Мы ходили, взявшись за руки, и его вши почему-то не переползали на меня. Иногда я позволяла ему целовать меня в щёчку, тогда мы оба зажмуривались: это казалось и сладким, и страшным. На щеке у меня оставался липкий след: похоже было, что Эрик наелся варенья на всю оставшуюся жизнь.
Однажды Милка сказала, что раз я влюблена в Эрика, то, значит, я такая же психованная, как он, и нас скоро обоих посадят в психушку и никогда не выпустят. И ещё она почему-то сказала, что нас, может, и не в дурку посадят, а пошлют на самую настоящую войну, в Америку, и там убьют. Я ничего не ответила, кинулась на Милку и расцарапала ей лицо. Воспитательницы тогда опять вызывали моих родителей и возмущались: «Какой у вас злой ребёнок!»
А Ленка Карасёва придумала, что я вообще бесстыжая и перед всеми мальчишками юбочку поднимаю. Девчонки тогда на меня пальцами показывали и гудели: «Ууу, бессовестная какая!», но я не плакала. А Карасёву вскоре дети побили за то, что она ябедничала и требовала у всех конфет: «Не принесёшь конфетку — убью! И «коровок» этих дурацких больше не носите мне». Ленка чувствовала себя безнаказанной: её бабка работала в нашем детсаду нянечкой.

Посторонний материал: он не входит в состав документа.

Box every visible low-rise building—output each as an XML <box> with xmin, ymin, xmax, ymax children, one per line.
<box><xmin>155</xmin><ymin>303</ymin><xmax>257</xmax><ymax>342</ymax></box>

И всё осталось по-прежнему. Серёжка смешил меня, и из-за него меня ставили в угол. Его зелёные глазки тогда совсем прищуривались, и эти щёлочки сочились торжеством. Однажды Серёжка разрешил мне поцеловать себя: «Ну ладно, только быстро, и не расслюнивай». Он, как всегда, был снисходителен и высокомерен. А Эрик тихо ревновал, может быть, даже плакал.
А потом мы пошли в школу, и я потеряла Эрика из виду на много лет.
Встретились мы в восемьдесят шестом, когда я была на первом курсе. В филологической общаге тогда тусовался художник-неформал Харри, и не просто тусовался, а прятался от ментов — ему шили статью за тунеядство. Харри рассказывал, как к нему домой пришёл милиционер, увидел на стене репродукцию Вийральта и спросил: «Это что — вы сами рисовали?» Харри ответил: «Да, я сам», на что милиционер заметил: «Да, ничего так себе — только больно уж мрачно.»
А ещё Харри был бисексуалом. Тогда это слово было не в ходу, и все говорили: «Ну, тот, который и с мужиками, и с бабами». Как-то раз я зашла к своей однокурснице Сашке. У неё сидел Харри с каким-то незнакомым парнем, совсем юным, лет восемнадцати, не больше. У мальчика этого были большие карие глаза с длиннющими ресницами и девичий румянец на щеках. И когда Сашка сказала: «Это Эрик», я стала вспоминать, где это я раньше его видела.
И Эрик тогда пристально посмотрел на меня:
— Привет, мы, кажется, знакомы.
Теперь он говорил по-русски с лёгким акцентом, но акцентом не эстонским, а близким к литовскому.
— Ты Эрик из детского сада?
— Ну да. Я несколько раз тебя потом видел на улице, но ты меня не узнала.
И Эрик рассказал, что его мать лишили родительских прав, а бабка умерла, когда ему было девять лет (позже он рассказал, что «она подряд три банки варенья слопала, потом вот так воздух глотнула и упала»). И тогда Эрика отправили в детдом, но оттуда его скоро взяла на воспитание одна бездетная пара: он — эстонец, она — литовка. Учился Эрик в эстонской школе, ушёл после восьмого класса: «Так, надоело». Потом я узнала, что на самом деле его выгнали — после того, как он появился на школьном вечере в женской блузке и с косметикой на лице.